I also think that the use of crowds or groups may be similar with psychics and DID therapists. The people around who are also believing make it easier for a normal person to go along with the “expert”
I remember my mother’s doctors, one in particular, had this sage-like, thoughtful affect. In retrospect, it seems over-the-top. It was like he thought he was Yoda or something. So, he was acting like he had special knowledge or insight, even in more informal settings. I think most people would have found him quite annoying or had red flags go up, but my mother was vulnerable and wanted certainty, I think.
Both the DID therapists and psychics also seem very *certain*. I think that for people living in fear and uncertainty, this is attractive by itself. I think the very insecure are drawn to people who project certainty. Unfortunately, certainty is rarely reality. I imagine that the good therapists will likely not be totally sure what’s wrong right away, and they won’t have an easy instant answer for every problem. I think that this makes good therapists less attractive to people like my mom, compared to charlatans of various types.
Jeanette Bartha
/ 06/22/2011Interesting observations, V. I’d say most DID therapists believe they know more than the rest of us. That’s how they present themselves believing that “well, they just don’t understand”, meaning that the rest of us “don’t get it”. This was a problem during my treatment because although (I found out later) many nurses and aids at the hospital thought my former doctor was nuts, they really didn’t know if what he was saying just might be right about multiple personalities being directly linked to childhood sexual abuse.

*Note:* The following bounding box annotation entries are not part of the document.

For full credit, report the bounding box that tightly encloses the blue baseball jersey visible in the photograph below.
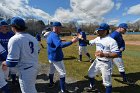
[36,34,41,41]
[0,31,14,51]
[47,31,72,62]
[6,32,39,69]
[0,44,7,62]
[110,31,125,57]
[89,36,120,61]
[79,31,87,46]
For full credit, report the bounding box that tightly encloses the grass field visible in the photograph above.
[39,35,140,93]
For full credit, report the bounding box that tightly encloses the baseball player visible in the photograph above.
[77,28,92,63]
[36,33,44,48]
[0,20,17,84]
[47,22,78,93]
[110,23,132,84]
[82,23,119,93]
[3,17,39,93]
[0,44,10,93]
[42,28,51,38]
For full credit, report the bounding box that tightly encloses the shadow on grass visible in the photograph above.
[7,72,140,93]
[63,56,76,60]
[112,72,140,85]
[36,81,60,93]
[37,74,49,80]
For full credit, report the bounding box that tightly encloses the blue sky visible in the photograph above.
[0,0,140,24]
[29,0,140,22]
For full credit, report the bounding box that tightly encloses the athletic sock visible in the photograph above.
[60,77,66,92]
[89,78,95,87]
[49,74,54,84]
[105,86,112,93]
[79,55,82,61]
[86,53,90,59]
[120,72,126,81]
[11,74,16,82]
[1,84,10,93]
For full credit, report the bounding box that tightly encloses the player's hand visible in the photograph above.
[95,51,104,57]
[77,34,83,40]
[71,37,78,43]
[120,48,124,52]
[61,39,66,42]
[2,61,7,71]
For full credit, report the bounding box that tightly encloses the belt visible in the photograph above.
[24,66,33,70]
[98,59,109,62]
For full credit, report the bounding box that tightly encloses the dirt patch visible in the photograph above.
[125,41,140,45]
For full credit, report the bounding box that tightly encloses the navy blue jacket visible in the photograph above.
[0,31,14,61]
[47,31,72,62]
[79,31,87,46]
[110,31,125,57]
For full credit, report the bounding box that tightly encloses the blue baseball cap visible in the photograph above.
[96,23,110,31]
[10,17,27,28]
[118,23,128,29]
[52,22,62,26]
[0,20,8,26]
[77,28,82,33]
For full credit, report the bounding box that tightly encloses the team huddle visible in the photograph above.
[0,17,133,93]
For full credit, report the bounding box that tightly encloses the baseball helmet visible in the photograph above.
[0,20,8,26]
[118,23,128,29]
[77,27,82,33]
[96,23,110,31]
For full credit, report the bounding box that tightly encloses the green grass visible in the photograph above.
[39,36,140,93]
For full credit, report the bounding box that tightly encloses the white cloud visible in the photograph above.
[0,0,114,23]
[0,0,51,20]
[108,19,120,25]
[115,2,121,10]
[127,4,140,15]
[54,0,114,22]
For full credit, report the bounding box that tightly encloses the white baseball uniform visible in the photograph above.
[88,36,119,86]
[0,44,7,88]
[6,32,39,93]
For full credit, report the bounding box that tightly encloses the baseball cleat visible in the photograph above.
[123,78,135,85]
[84,87,100,93]
[48,83,55,88]
[78,59,82,62]
[59,90,71,93]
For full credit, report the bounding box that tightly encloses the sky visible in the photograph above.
[0,0,140,25]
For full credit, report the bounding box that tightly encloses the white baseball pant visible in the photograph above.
[113,57,125,72]
[49,60,66,78]
[88,58,112,86]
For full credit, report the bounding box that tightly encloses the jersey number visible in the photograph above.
[29,42,34,54]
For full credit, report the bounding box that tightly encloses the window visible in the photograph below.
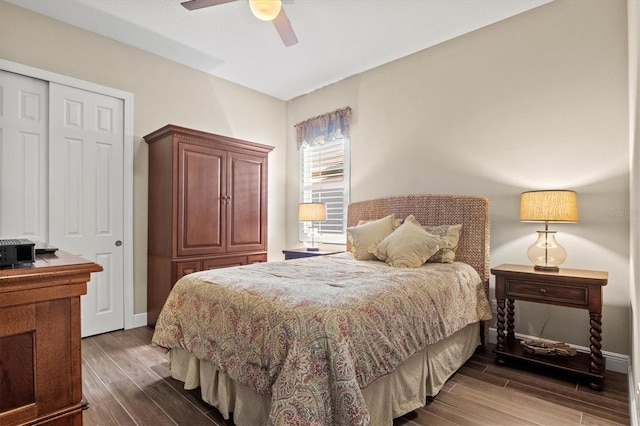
[295,107,351,244]
[300,137,349,244]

It’s pompous to retain a smug attitude and belief system as your patients literally die at your feet. As I’ve mentioned, I know several patients who died during their MPD/DID treatment when we lived at the hospital together. Of course it didn’t make headlines… it should have. It was that doctor’s belief that he was helping those “poor abused women” when in fact He was the predator and the abuser (gees, I hate those buzz words). I wish it didn’t take me 6+ years to figure that out.

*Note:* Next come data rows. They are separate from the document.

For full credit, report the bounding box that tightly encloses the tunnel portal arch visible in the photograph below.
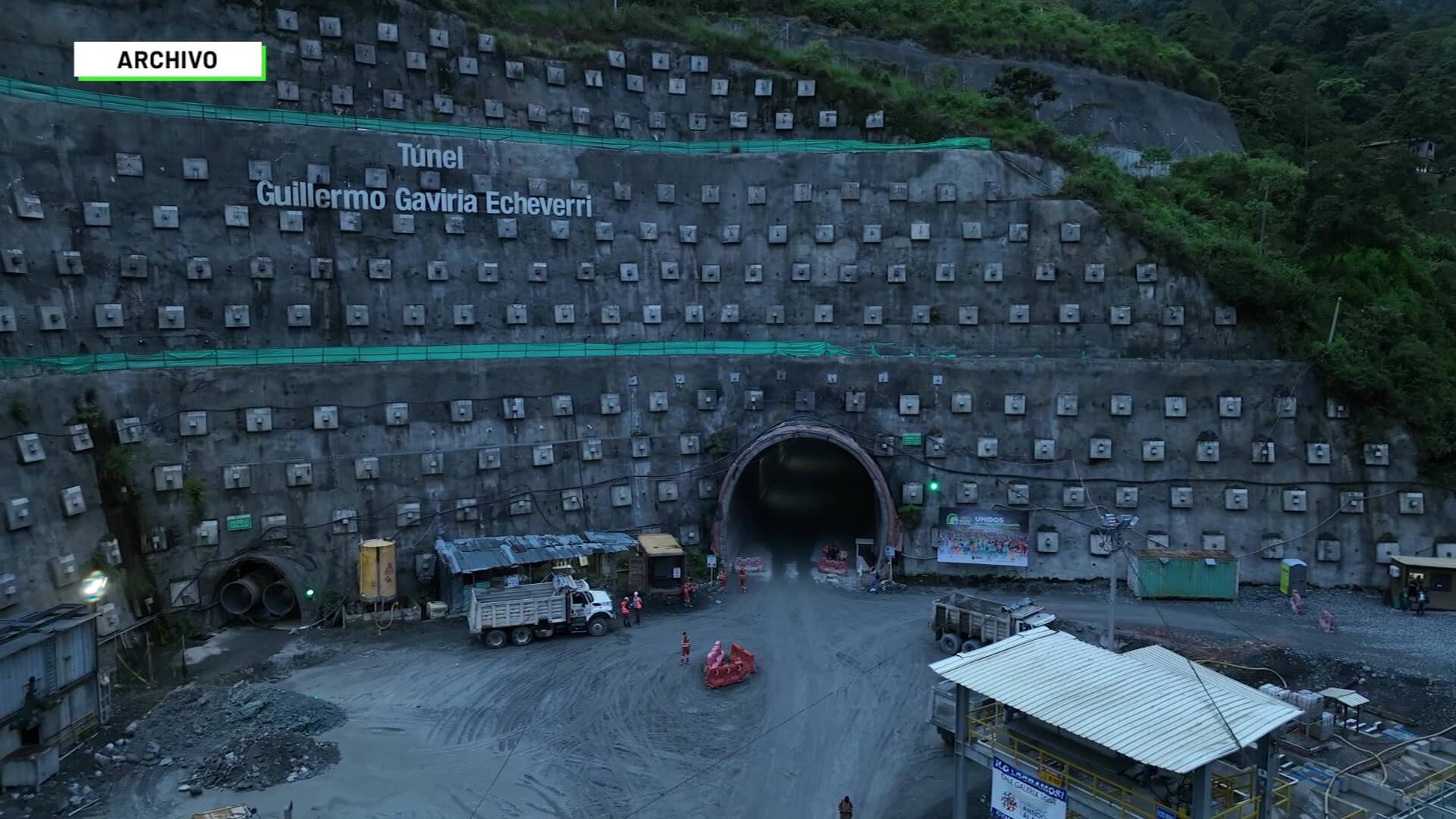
[711,421,900,566]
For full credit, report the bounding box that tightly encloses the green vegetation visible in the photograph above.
[182,478,207,523]
[435,0,1456,468]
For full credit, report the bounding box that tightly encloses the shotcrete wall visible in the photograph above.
[0,0,1438,617]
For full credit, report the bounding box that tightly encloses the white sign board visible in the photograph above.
[992,759,1067,819]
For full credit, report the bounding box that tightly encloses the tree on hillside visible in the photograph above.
[986,65,1062,111]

You are so right about the power of groups. I was in art therapy with Mindy Jacobson-Levy at the time and she ran groups just for multiples. Mindy is a brilliant therapist, caring, loving – how is it she couldn’t see that she suggested most everything to us and then we all learned how to be multiple from each other?
When people have their sights on advanced degrees, esteem from colleagues and their voice rising in their field, they go blind. And maybe a bit dumb too.